Hey guys, I will be using a 7HP Parsun Electric Outboard this Saturday at Black Shoals with High Voltage..  I will be using it in all of The Dixie tournaments because they are an electric only club.  I also plan to use it in some High Voltage and SJA events as well.  I recently come to terms with Elco Electric Outboards to use this motor.  Hopefully, I will have more information on this motor as well as other motors and products they carry very soon.  Please feel free to contact me with any questions you have and I will try to answer them for you.  They seem to be a very good company with a lot more products coming very soon.  I just got the motor on my boat today,  so tomorrow will be the first time I have had it in the water. It will probably take me a trip or two to get it dialed in. 

Thanks, Scott Edwards
678-316-4974


----------



## DAWGFISH66 (Mar 23, 2014)

Well I'm sure they are all excited to hear that...


----------



## bloodhound1 (Mar 24, 2014)

How did it go?


----------



## Mr. P (Mar 27, 2014)

Scott, what kind of batteries are you using? The specs say 130A draw which is asking a lot of a lead acid battery. Are you using one of the exotics? Li-Ion, Li-Mag?

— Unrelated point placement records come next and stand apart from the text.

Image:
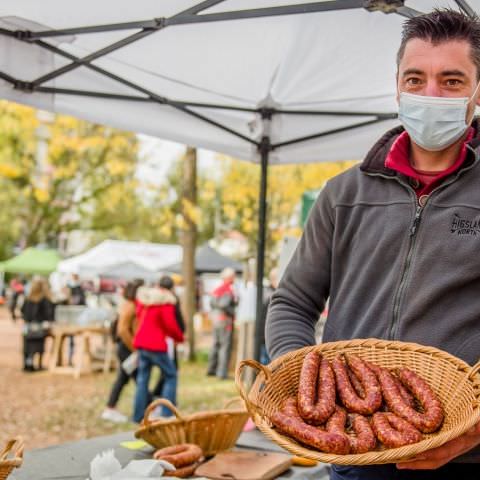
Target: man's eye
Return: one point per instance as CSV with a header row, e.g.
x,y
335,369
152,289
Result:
x,y
413,81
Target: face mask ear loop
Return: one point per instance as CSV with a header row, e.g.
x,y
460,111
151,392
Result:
x,y
474,107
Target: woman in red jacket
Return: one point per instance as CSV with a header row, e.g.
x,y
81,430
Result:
x,y
156,316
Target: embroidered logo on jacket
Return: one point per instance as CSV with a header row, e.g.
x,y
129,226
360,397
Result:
x,y
463,226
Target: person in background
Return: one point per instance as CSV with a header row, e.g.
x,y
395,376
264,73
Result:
x,y
167,282
76,291
16,291
267,296
223,302
76,296
156,316
37,312
126,326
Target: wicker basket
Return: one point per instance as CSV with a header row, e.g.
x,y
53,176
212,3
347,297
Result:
x,y
11,457
213,431
456,383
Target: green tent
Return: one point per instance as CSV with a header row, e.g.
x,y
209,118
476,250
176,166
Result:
x,y
32,261
308,199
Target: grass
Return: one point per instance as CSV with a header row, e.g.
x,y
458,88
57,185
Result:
x,y
49,409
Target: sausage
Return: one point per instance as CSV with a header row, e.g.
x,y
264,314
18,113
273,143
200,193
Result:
x,y
184,472
180,455
364,439
431,405
373,396
289,421
316,389
394,431
357,386
404,393
426,422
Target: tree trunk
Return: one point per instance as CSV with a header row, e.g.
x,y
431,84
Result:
x,y
189,241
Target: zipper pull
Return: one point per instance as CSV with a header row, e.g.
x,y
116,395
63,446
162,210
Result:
x,y
416,221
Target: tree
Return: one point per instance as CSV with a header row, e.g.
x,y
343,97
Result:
x,y
88,168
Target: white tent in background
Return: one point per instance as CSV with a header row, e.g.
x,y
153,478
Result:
x,y
121,259
263,80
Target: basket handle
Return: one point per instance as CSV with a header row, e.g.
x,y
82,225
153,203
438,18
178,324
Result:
x,y
155,404
473,371
232,401
238,378
13,449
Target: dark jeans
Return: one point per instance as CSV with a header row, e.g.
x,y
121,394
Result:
x,y
146,360
122,376
157,391
451,471
219,357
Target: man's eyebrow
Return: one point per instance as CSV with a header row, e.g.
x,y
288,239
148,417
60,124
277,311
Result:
x,y
452,73
445,73
412,71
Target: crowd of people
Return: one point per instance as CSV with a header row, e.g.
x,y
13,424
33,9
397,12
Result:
x,y
147,328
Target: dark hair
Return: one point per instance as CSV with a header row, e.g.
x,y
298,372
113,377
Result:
x,y
166,282
131,288
443,25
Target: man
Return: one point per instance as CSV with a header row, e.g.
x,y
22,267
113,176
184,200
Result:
x,y
393,243
223,303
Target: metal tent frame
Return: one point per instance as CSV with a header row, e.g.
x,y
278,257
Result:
x,y
189,16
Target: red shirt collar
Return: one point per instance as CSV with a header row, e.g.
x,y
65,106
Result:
x,y
398,159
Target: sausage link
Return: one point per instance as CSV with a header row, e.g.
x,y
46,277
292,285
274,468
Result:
x,y
426,422
357,386
394,431
373,396
180,455
184,472
404,393
316,389
433,416
364,439
289,421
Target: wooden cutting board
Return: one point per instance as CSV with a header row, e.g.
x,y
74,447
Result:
x,y
245,465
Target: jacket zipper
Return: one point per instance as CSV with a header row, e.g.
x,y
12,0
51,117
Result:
x,y
392,331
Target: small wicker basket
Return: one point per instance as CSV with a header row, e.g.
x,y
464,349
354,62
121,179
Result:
x,y
11,457
213,431
456,383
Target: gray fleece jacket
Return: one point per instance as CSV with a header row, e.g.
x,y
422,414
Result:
x,y
391,268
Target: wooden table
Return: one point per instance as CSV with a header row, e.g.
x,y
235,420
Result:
x,y
71,461
83,361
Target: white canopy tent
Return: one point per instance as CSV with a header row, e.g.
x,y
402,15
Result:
x,y
264,80
115,258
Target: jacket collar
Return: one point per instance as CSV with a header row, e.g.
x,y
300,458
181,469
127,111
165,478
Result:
x,y
374,161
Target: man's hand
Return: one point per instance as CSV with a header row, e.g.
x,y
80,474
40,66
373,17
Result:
x,y
436,457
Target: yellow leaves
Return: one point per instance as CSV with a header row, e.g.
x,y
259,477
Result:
x,y
191,213
9,171
41,195
117,168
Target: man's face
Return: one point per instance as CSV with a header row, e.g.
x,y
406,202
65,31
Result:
x,y
443,70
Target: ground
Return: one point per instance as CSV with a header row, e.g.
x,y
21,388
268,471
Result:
x,y
47,409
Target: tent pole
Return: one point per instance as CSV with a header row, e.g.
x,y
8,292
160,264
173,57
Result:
x,y
262,201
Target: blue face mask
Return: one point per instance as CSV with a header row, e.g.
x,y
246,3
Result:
x,y
434,123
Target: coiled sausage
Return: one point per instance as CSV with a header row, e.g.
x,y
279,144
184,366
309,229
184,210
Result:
x,y
394,431
354,403
426,422
180,455
316,389
289,421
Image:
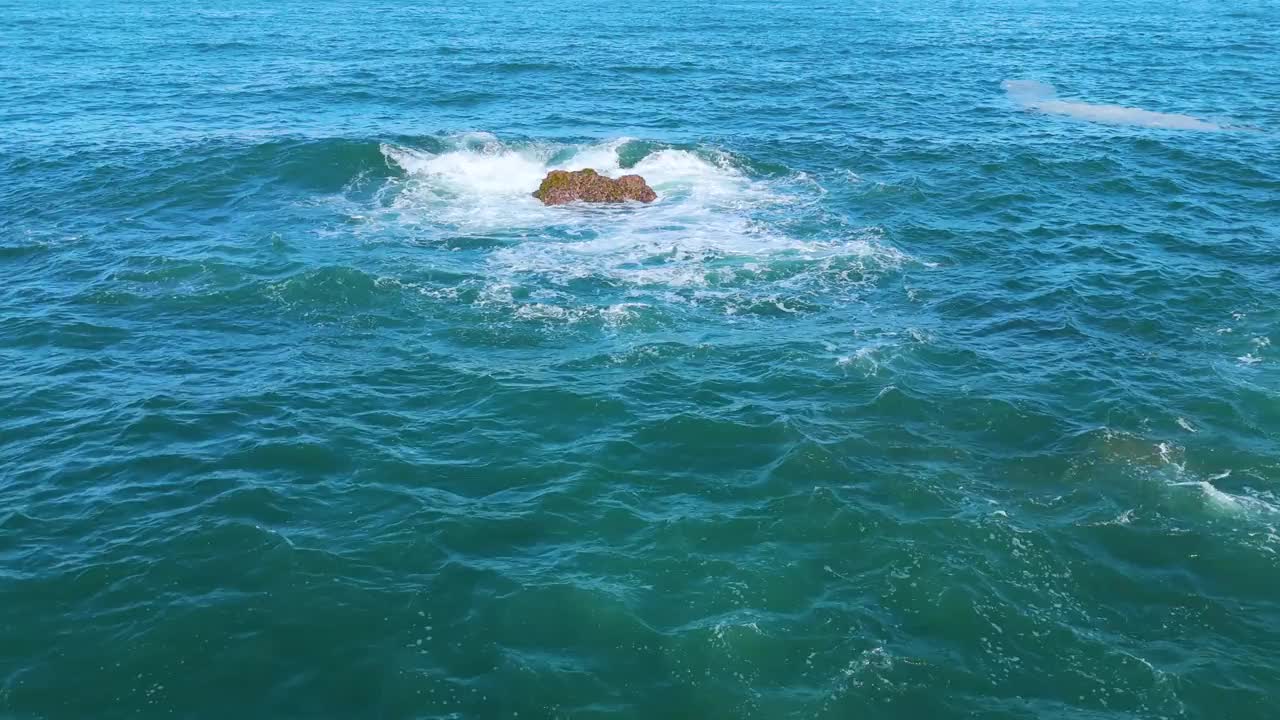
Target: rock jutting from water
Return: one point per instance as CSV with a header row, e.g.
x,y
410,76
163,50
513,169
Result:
x,y
566,186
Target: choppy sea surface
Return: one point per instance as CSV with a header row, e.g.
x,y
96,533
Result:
x,y
942,379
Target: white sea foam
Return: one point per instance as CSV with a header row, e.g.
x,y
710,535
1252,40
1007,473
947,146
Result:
x,y
703,235
1043,98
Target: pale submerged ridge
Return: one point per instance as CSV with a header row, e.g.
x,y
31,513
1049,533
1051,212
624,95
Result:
x,y
1041,96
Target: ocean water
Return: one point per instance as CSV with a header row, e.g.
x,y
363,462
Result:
x,y
942,379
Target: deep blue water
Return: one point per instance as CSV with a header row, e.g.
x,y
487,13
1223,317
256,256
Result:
x,y
938,382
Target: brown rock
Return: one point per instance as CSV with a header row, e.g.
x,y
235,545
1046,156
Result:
x,y
566,186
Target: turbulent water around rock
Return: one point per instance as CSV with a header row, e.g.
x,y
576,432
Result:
x,y
937,382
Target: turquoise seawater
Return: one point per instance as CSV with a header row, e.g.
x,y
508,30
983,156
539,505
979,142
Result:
x,y
941,382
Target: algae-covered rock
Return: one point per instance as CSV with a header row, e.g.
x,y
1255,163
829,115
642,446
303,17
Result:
x,y
566,186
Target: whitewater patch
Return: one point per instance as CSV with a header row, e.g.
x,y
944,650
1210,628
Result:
x,y
1043,98
714,235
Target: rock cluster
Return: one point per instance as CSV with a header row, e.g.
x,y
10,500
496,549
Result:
x,y
566,186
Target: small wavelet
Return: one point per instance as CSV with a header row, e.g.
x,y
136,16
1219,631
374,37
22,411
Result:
x,y
1043,98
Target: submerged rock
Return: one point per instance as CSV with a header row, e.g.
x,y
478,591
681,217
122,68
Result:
x,y
566,186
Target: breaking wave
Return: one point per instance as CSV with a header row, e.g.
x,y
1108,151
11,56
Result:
x,y
714,235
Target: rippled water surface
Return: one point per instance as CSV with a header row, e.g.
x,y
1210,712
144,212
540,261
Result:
x,y
938,382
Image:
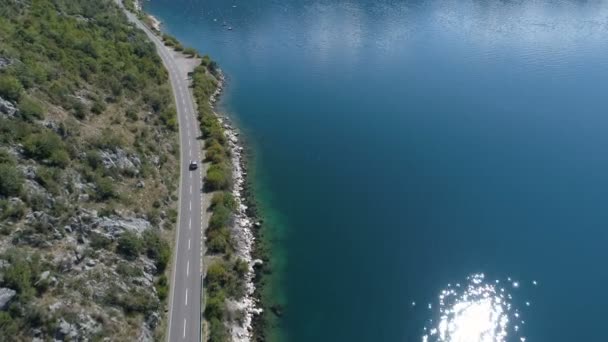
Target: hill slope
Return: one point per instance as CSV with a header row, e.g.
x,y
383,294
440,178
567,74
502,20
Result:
x,y
88,174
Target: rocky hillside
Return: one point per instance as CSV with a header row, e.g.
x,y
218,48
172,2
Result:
x,y
88,174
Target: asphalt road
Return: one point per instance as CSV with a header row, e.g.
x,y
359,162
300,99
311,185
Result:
x,y
185,296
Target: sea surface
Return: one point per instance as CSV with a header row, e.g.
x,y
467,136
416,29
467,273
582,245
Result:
x,y
428,170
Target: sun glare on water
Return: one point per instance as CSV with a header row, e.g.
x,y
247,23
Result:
x,y
478,311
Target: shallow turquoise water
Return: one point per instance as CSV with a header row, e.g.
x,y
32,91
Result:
x,y
401,146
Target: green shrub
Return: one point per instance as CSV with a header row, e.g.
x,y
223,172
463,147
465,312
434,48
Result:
x,y
59,158
169,118
191,52
30,108
217,178
104,188
157,249
99,241
214,307
223,198
129,245
11,210
162,287
218,241
134,301
241,267
6,158
10,88
11,180
127,270
43,145
221,217
9,328
49,178
217,331
19,276
215,152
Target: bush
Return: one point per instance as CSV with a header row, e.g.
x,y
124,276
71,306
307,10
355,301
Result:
x,y
221,217
134,301
217,331
49,178
8,327
59,158
241,267
43,145
10,88
191,52
129,245
19,277
99,241
11,210
6,158
215,307
127,270
215,153
169,118
30,108
11,180
104,188
223,198
157,249
218,241
162,287
217,178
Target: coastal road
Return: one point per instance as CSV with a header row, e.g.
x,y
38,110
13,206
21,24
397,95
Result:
x,y
185,296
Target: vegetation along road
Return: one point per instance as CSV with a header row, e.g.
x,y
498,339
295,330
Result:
x,y
185,297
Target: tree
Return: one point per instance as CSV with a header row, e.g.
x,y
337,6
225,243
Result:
x,y
10,88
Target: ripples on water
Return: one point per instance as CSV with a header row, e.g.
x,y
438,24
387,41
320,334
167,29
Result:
x,y
478,311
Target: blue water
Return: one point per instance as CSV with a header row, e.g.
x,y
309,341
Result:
x,y
401,146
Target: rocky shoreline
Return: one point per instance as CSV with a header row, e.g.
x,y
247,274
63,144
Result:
x,y
243,231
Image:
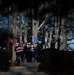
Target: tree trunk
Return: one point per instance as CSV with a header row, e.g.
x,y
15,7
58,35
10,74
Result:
x,y
14,35
25,27
63,43
32,25
20,28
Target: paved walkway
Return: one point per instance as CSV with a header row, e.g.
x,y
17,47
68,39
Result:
x,y
24,69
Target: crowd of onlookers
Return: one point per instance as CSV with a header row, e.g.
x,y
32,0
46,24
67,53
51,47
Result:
x,y
28,52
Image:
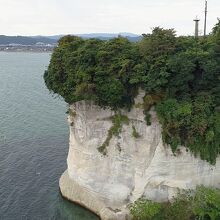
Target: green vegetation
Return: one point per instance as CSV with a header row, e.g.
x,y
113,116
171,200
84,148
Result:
x,y
117,123
181,77
203,204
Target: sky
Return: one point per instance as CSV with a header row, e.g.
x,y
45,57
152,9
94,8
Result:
x,y
52,17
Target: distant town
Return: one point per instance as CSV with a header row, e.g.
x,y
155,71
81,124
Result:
x,y
26,48
48,43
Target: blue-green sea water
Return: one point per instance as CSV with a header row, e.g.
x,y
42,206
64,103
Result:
x,y
33,143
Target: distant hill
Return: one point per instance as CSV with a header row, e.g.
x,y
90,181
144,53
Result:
x,y
33,40
103,36
5,40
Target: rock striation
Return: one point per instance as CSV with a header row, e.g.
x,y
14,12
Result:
x,y
133,167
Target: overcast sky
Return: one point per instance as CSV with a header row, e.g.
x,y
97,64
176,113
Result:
x,y
50,17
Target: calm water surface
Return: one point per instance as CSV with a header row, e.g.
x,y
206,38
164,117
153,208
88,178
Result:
x,y
33,143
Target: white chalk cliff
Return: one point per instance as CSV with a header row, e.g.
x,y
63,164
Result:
x,y
132,168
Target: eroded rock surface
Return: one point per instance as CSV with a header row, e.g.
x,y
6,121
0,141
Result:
x,y
133,167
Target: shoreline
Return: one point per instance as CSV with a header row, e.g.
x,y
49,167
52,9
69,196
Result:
x,y
89,200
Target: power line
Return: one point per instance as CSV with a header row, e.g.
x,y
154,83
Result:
x,y
206,6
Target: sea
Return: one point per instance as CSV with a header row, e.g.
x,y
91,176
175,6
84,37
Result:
x,y
33,143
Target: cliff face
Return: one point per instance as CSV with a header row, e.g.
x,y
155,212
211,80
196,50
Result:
x,y
133,167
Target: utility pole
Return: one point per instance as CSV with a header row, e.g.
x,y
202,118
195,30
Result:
x,y
196,27
205,17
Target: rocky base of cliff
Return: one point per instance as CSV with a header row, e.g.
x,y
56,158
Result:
x,y
72,191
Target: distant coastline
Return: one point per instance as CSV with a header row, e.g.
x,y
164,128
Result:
x,y
26,48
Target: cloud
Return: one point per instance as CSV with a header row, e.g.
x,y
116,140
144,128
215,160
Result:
x,y
47,17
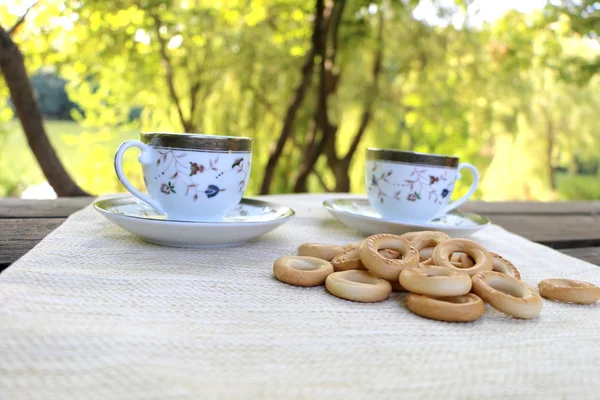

Didn't get to talk to you about it Sat at Black Shoals.


----------



## arcadedawg (Mar 28, 2014)

*Parsun*

This weekend I will be using 4 120 amp draw batteries. We will see how they do. Elco is in the process of developing a 48 volt lithium battery pack that weighs only 70 pounds. Still probably a couple of months away but I am looking forward to trying it. I will let you know how it goes this weekend.


----------



## wwright713 (Apr 1, 2014)

So how did it go and what mph did you get


----------



## arcadedawg (Apr 2, 2014)

*Parsun*

It went very well.  I did not GPS the mph, but I will next time.  We did not even put the front trolling motor in the water, and was still the fastest boat by a good margin.  This motor is super quiet and runs well.  I'm really looking forward to getting the mph on the next trip.  By then, I will have my transom the right height to accomodate it.  I still have about 5 inches of extra drag length right now.  As far as batteries go, we ran it hard all day and by the end of the day, they were drained pretty good.


----------



## bsanders (Apr 2, 2014)

We were behind them and we get 6.1 out of our boat with a single Briggs, no front trolling motor, and they pulled away from us a good bit. They stopped before we did but managed to gain a considerable lead on us from blast off til where they pulled off. It's fast,I'm ready to see it set up right on his boat and see what the true potential of that motor is.


----------